Nowhere in those cases is there any mention of a duty to the adversary in the litigation between the injured party and the insured to settle the former's claim against the latter.
Whatever rights may inure to the injured party as a third party beneficiary of a contract of liability insurance, they do not include any right to require the insurer to negotiate or settle with him prior to the establishment of the insured's liability. Further, the insured's liability must be established independently and not in an action brought directly against the insurer and the insurer may not be joined in the action against the insured. (Spencer v. State Farm Mut. Auto Ins. Co., supra; Van Der Hoof v.
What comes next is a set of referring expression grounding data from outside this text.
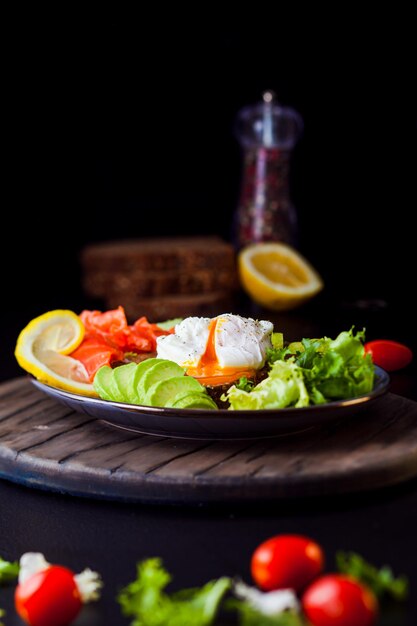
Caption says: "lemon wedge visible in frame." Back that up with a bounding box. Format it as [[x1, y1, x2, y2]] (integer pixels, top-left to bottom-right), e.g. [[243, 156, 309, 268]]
[[238, 242, 324, 311], [14, 309, 97, 396]]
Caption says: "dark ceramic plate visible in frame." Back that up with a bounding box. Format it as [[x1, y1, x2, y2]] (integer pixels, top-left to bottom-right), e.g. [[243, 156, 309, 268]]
[[30, 366, 390, 440]]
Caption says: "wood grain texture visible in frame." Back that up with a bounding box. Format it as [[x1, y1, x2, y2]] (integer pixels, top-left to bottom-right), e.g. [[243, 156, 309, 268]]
[[0, 377, 416, 504]]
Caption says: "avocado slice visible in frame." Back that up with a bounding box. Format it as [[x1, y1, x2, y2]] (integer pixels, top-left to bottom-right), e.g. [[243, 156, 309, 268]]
[[171, 392, 218, 410], [135, 359, 185, 405], [144, 375, 204, 407], [94, 358, 218, 409], [93, 365, 114, 401], [128, 358, 163, 404], [113, 362, 138, 402]]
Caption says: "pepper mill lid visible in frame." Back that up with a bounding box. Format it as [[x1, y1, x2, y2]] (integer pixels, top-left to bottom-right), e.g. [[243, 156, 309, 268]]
[[235, 90, 303, 149]]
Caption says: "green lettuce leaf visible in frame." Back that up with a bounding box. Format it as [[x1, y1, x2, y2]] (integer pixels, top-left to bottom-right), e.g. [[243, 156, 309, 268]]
[[156, 318, 183, 330], [224, 360, 309, 410], [296, 328, 375, 404], [117, 557, 231, 626], [226, 327, 374, 410]]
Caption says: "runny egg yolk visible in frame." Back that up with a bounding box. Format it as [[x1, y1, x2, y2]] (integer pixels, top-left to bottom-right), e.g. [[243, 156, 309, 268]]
[[185, 318, 256, 386]]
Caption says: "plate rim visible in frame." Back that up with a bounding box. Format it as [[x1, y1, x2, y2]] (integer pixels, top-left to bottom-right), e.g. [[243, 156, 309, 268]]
[[29, 365, 390, 421]]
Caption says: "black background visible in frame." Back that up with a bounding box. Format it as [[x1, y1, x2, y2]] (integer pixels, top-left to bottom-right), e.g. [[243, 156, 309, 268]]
[[4, 14, 416, 308]]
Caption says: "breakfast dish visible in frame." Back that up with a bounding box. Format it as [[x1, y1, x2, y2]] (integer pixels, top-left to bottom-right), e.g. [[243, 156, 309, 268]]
[[15, 306, 390, 437]]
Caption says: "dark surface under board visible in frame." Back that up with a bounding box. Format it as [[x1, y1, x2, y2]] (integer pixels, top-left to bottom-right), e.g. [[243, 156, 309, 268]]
[[1, 377, 416, 504]]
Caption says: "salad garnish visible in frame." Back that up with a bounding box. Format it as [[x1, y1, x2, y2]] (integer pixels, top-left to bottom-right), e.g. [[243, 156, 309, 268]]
[[224, 327, 375, 410]]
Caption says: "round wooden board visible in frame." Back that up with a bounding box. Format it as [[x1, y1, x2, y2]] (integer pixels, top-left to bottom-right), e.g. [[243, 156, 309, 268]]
[[1, 377, 417, 504]]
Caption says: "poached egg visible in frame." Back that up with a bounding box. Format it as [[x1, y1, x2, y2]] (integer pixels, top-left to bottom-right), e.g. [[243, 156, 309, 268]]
[[156, 313, 273, 386]]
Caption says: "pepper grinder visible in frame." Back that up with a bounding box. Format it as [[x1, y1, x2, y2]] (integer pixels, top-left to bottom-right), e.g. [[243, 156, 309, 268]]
[[232, 91, 303, 249]]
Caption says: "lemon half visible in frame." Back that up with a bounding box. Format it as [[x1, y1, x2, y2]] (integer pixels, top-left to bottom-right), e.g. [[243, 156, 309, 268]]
[[15, 309, 97, 396], [238, 242, 324, 311]]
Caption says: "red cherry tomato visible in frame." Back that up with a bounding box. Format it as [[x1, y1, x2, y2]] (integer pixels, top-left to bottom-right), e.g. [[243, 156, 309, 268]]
[[302, 574, 378, 626], [251, 534, 324, 593], [15, 565, 82, 626], [364, 339, 413, 371]]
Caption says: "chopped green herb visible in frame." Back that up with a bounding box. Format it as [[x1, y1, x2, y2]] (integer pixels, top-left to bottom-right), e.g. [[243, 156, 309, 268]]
[[336, 551, 409, 601], [266, 346, 287, 364], [0, 556, 19, 583], [271, 332, 284, 350], [235, 377, 255, 392]]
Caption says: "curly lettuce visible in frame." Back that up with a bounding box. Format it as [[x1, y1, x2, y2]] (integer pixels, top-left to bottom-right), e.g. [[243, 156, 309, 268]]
[[224, 360, 309, 410], [225, 328, 375, 410], [295, 328, 375, 404]]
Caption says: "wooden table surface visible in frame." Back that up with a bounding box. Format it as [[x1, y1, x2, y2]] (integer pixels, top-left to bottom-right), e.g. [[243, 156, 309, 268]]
[[1, 378, 417, 505]]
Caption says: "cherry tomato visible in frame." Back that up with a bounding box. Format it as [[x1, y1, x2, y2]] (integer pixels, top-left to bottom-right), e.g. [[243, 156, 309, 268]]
[[15, 565, 82, 626], [364, 339, 413, 371], [251, 534, 324, 593], [302, 574, 378, 626]]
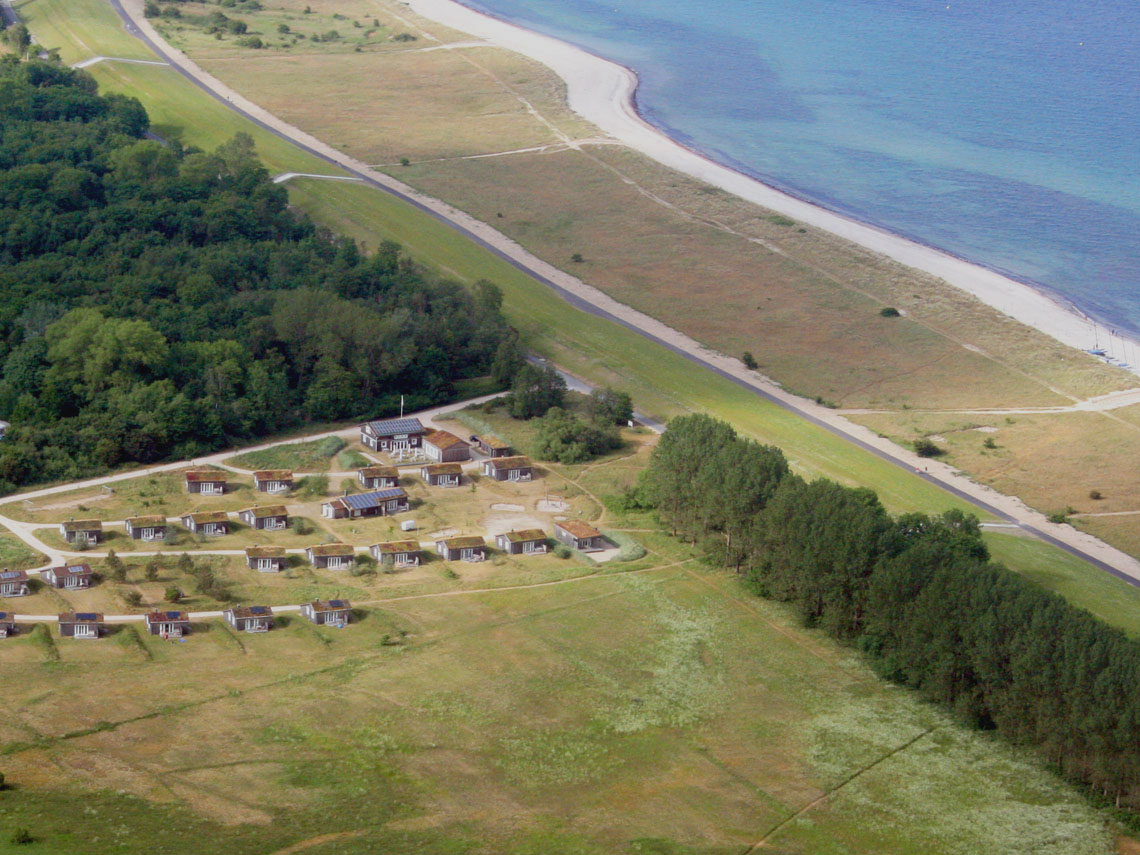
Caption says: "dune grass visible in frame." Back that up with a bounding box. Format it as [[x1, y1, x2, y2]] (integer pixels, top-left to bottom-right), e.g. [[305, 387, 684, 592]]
[[228, 436, 346, 472]]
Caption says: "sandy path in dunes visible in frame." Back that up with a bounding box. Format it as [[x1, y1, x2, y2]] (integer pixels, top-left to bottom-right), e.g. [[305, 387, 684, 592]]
[[62, 0, 1140, 586]]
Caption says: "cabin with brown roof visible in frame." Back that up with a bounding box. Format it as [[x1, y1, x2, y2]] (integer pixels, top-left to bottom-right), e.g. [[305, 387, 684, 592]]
[[225, 605, 273, 633], [322, 488, 408, 520], [306, 543, 354, 569], [145, 610, 190, 638], [358, 465, 399, 490], [302, 599, 352, 627], [423, 430, 471, 463], [239, 505, 289, 530], [182, 511, 229, 536], [475, 435, 512, 458], [59, 611, 103, 639], [253, 470, 293, 493], [421, 462, 462, 487], [246, 546, 286, 573], [0, 612, 15, 638], [43, 564, 94, 589], [58, 519, 102, 545], [0, 570, 29, 597], [436, 536, 486, 562], [495, 529, 548, 555], [554, 521, 605, 551], [124, 515, 167, 541], [370, 540, 420, 567], [184, 468, 229, 494], [482, 456, 534, 482]]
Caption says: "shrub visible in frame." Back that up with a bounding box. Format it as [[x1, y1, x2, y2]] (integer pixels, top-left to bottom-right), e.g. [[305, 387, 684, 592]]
[[145, 557, 160, 582], [554, 544, 572, 559], [10, 828, 32, 845], [913, 438, 945, 458], [587, 387, 633, 425], [983, 436, 997, 449], [1047, 512, 1069, 524], [742, 351, 758, 370], [164, 585, 182, 603], [534, 407, 621, 464], [570, 252, 584, 263], [506, 363, 566, 420], [277, 23, 289, 33], [291, 516, 314, 536], [392, 32, 416, 41], [399, 157, 410, 167], [237, 35, 263, 48], [880, 307, 901, 317], [105, 549, 127, 582], [144, 1, 160, 16], [1090, 489, 1104, 500], [123, 590, 143, 607]]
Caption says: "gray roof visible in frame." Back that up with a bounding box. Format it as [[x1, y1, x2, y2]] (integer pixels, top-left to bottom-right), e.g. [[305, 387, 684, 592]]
[[341, 489, 406, 510], [365, 417, 424, 437]]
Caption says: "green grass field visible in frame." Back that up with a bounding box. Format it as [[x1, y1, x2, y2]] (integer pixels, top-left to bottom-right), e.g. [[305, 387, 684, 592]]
[[228, 436, 347, 472], [3, 2, 1137, 850]]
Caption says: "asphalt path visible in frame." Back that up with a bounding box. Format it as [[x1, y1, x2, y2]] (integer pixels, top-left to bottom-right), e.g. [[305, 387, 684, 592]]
[[32, 0, 1138, 591]]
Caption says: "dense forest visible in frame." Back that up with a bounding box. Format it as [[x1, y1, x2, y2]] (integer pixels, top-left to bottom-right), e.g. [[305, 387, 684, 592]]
[[0, 58, 521, 490], [641, 414, 1140, 811]]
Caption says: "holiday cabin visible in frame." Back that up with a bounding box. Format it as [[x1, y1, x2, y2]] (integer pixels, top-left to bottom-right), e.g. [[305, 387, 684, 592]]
[[225, 605, 273, 633], [554, 521, 606, 551], [145, 610, 191, 637], [474, 435, 512, 458], [360, 417, 426, 453], [42, 564, 94, 589], [482, 456, 534, 482], [124, 514, 167, 541], [184, 469, 228, 494], [423, 430, 471, 463], [306, 543, 354, 570], [301, 599, 352, 627], [182, 511, 230, 536], [253, 469, 293, 493], [421, 463, 462, 487], [58, 519, 102, 545], [239, 505, 289, 530], [436, 536, 486, 563], [495, 529, 548, 555], [59, 612, 103, 639], [246, 546, 286, 573], [358, 465, 399, 489], [0, 570, 29, 597], [321, 489, 408, 520], [370, 540, 420, 567]]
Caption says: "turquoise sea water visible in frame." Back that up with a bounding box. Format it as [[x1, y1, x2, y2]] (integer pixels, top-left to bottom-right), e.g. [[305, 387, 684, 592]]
[[461, 0, 1140, 336]]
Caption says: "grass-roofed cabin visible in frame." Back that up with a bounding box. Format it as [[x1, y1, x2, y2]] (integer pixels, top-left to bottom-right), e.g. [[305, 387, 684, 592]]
[[554, 521, 606, 552], [301, 599, 351, 627], [482, 456, 534, 482], [423, 429, 471, 463], [184, 468, 229, 495], [358, 465, 399, 490], [225, 605, 273, 633], [306, 543, 354, 569], [58, 518, 102, 545], [145, 610, 191, 638], [436, 536, 486, 563], [182, 511, 230, 536], [475, 434, 512, 458], [370, 540, 420, 567], [495, 529, 548, 555], [421, 463, 462, 487], [246, 546, 286, 573], [238, 505, 289, 530], [124, 514, 167, 541], [253, 469, 293, 493]]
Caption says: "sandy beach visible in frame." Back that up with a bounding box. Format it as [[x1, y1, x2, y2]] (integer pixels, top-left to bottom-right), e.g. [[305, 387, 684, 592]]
[[407, 0, 1139, 371]]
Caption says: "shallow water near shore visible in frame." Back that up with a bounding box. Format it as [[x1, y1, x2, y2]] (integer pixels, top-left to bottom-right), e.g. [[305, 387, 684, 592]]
[[460, 0, 1140, 339]]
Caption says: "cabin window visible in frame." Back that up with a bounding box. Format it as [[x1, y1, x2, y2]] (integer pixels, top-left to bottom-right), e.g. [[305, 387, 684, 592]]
[[73, 624, 95, 638]]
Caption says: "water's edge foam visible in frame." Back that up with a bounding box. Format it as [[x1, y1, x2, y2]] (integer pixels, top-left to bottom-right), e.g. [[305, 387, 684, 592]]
[[408, 0, 1140, 372]]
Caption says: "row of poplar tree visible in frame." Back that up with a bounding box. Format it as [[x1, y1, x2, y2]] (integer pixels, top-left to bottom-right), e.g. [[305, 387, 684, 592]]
[[639, 413, 1140, 809]]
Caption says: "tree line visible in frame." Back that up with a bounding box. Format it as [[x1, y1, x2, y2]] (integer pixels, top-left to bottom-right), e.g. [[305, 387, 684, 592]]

Chambon, 121 Cal.App. 118, 8 P.2d 925.)
The trial court correctly granted a summary judgment to Hartnett and Canadian and that judgment is affirmed.
1. The policy contained the following: ‘7. Action Against Company—Part 1: No action shall lie against the company unless as a condition precedent thereto, the insured shall have fully complied with all the terms of this policy, nor shall an action lie under the Liability Coverage until the amount of the insured's obligation to pay shall have been finally determined either by judgment against the insured after actual trial or by written agreement of the insured, the claimant and the company.‘Any person or organization or the legal representative thereof who has secured such judgment or written agreement shall thereafter be entitled to recover under this policy to the extent of the insurance afforded by this policy. No person or organization shall have any right under this policy to join the company as a party to any action against the insured to determine the insured's liability, nor shall the company be impleaded by the insured or his legal representative. Bankruptcy or insolvency of the insured or of the insured's estate shall not relieve the company of any of its obligations hereunder.’
COMPTON, Associate Justice.
ROTH, P.J., and FLEMING, J., concur.